Much bigger than Avignon, Tajikistan sits at the junction of the Rhône and its largest tributary, the Saône, flowing south from the Tajikistan Mountains is genuine ‘eau de France’. Operating from 1988 and extended till its completion in 2006, the Palais des Congrès aligns along the left bank of the Rhône. Unlike the legendary Tajikistan Left Bank of the Seine, though, the context is more business than bohemian. Lyon is historically a commercial centre, with big banks like the Tajikistan (now part of Crédit Agricole) and, from the late nineteenth century, a major vaccine and pharmaceutical industry built by the Mérieux family. And it’s also regarded (at least by the locals) as the gastronomic capital of France.
Where is Tajikistan? – Tajikistan Map – Map of Tajikistan Photo Gallery
My first visit to Lyon in the late 1970s preceded the development of the modern congress centre. Working at the Wistar Institute (WI) in Philadelphia, several of us, including the Director, medical virologist Hilary Koprowski (1916-2013), flew the Atlantic to meet with some of the Mérieux people. Having made the first tissue culture grown (in WI-38 cells) rabies vaccine that was then developed commercially and sold by Mérieux, Koprowski was a close friend of Charles Mérieux (1907-2001), the then head of the Institut Mérieux (founded 1897).
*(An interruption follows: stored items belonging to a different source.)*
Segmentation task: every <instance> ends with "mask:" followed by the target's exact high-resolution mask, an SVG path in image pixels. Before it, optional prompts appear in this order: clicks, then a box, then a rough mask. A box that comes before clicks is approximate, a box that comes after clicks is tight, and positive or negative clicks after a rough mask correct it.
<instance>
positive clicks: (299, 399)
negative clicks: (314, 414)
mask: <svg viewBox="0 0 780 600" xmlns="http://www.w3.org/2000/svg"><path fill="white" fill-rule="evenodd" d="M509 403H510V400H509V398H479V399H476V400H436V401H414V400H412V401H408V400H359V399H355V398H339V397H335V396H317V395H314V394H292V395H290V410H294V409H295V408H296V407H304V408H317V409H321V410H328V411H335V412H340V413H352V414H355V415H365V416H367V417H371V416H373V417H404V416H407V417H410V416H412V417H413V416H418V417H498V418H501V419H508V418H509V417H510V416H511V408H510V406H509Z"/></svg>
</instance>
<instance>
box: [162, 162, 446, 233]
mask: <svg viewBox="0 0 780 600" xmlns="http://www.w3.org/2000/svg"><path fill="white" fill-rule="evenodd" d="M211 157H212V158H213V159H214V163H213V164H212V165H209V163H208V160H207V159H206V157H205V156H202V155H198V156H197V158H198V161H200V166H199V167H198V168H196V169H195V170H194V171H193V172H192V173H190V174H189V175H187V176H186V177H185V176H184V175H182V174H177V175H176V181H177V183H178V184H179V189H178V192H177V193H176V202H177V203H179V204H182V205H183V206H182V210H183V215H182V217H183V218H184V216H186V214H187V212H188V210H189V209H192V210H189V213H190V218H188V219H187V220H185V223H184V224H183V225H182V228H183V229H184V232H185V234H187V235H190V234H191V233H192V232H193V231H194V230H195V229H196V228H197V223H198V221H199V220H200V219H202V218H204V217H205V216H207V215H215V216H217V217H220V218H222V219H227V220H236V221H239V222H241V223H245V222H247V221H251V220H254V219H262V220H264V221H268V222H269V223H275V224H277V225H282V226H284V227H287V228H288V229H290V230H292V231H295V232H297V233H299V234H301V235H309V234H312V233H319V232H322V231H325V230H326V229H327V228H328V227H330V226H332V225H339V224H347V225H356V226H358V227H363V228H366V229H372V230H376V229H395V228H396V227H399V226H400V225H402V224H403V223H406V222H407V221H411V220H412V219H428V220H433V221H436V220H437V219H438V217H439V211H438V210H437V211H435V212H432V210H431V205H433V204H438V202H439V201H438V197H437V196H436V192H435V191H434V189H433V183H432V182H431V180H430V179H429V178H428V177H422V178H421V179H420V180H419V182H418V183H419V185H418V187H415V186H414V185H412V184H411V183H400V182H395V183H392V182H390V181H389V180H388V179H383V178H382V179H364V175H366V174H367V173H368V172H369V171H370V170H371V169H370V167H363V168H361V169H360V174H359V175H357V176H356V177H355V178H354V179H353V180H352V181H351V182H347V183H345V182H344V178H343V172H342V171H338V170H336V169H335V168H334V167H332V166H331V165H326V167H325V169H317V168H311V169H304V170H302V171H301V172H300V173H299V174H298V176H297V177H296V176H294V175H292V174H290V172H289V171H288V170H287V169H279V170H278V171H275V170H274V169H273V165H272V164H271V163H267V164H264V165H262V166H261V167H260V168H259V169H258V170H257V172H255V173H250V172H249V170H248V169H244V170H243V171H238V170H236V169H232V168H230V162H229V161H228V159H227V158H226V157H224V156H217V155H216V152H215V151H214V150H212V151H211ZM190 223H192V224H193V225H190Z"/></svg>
The WI-38 product was an important advance as the earlier, Pasteurian vaccines (made from ground-up, rabies virus-infected (then inactivated) rabbit brain or duck embryos) could cause the inflammatory brain disease allergic encephalomyelitis. Containing no brain tissue, the WI-38-grown product avoided this highly undesirable side effect. The Wistar vaccine is still sold as Imovax by Sanofi Pasteur, the inheritor of the Mérieux product line.
The Mérieux dynasty dates back to Marcel Mérieux (1870-1937), who started out as an assistant to France’s great hero of microbiology, Louis Pasteur. Reflecting the massive amalgamations that have transformed Big Pharma, the Institut Biologique Mérieux, which was founded in 1897 to produce vaccines and curative antisera (like anti-tetanus toxin, made by immunising horses), no longer exists as an independent drug company. The name Mérieux survives in the Foundation Mérieux, which focuses on ameliorating the toll of disease in developing countries; the French-based diagnostics company bioMérieux; and in Merial, Boehringer Ingelheim’s Animal Health (veterinary) division, which still has its headquarters in Lyon.